The poll doesn’t discuss which particular household expenses are up, but we can take an educated guess. Blood pressure tends to rise with gas prices, and they both come down slowly. At the moment, gas prices are coming down faster.
Food prices can also be volatile and had been in recent times. Ultimately, though, the cost of groceries hasn’t been rising any faster than overall inflation over the past year. Still, it’s not going down. The price increases got passed through and they’re stuck at an elevated level; that’s almost as bad optically as if the prices had kept rising. Much the same can be said for new vehicles.
“Most Americans are not just looking for disinflation,” that is, a slowdown in price increases, according to Fed official Lisa Cook. “They’re looking for deflation. They want these prices to be back where they were before the pandemic. … I hear that from my family.”
What’s driving core inflation is housing costs. Rents are up 6.5% over the past 12 months, and it’s next to impossible to buy a home because of mortgage rates. Not only are new prospective homebuyers limited by the expense of borrowing, nobody sitting on a 3.75% 30-year fixed rate wants to give it up by selling.
Add it all up, and real wages eroded in 2021 and 2022. They’re bouncing back now, the Economist reports, but still a couple of ticks below where they were pre-pandemic.
We haven’t even taken the educational wage gap into account. In some states, those with a bachelor’s degree make more than twice on average what a high school diploma holder earns. It’s clear who the winners and losers are in this seemingly robust economy, so the resentment is understandable.
Secretary Hamilton had the right of it, and 222 years of economic and political analysis backs him up. Turns out, there’s no such thing as good economic news. If there’s a good economy, it’s not news.
Statistics around personal income are coincident indicators, and those around inflation are lagging indicators. They tell us how things are or how things recently were. While they have no predictive value, they’re very accurate descriptors of what’s going on across kitchen tables today. And the disconnect between those and what we call leading indicators is the difference between how wage earners see the economy and how economists do.

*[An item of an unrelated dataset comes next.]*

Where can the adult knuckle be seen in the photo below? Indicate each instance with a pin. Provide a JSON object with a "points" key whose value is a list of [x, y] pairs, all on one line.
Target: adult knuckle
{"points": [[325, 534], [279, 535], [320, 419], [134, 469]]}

But let’s look at one last more coincident indicator. We don’t have the Christmas season’s final numbers yet, but we do know that retail sales were up in November compared to the year-earlier period; this suggests that, whatever people are saying or feeling, they’re acting as if they’re optimistic about the future. If the economy keeps improving, it will become questionable that the Democrats-are-bad-for-business argument will still be as powerful in November – when it counts – as it is in January.
The effectiveness of that message might well determine who gets sworn in a year from now, and that binary choice is bound to affect your financial planning.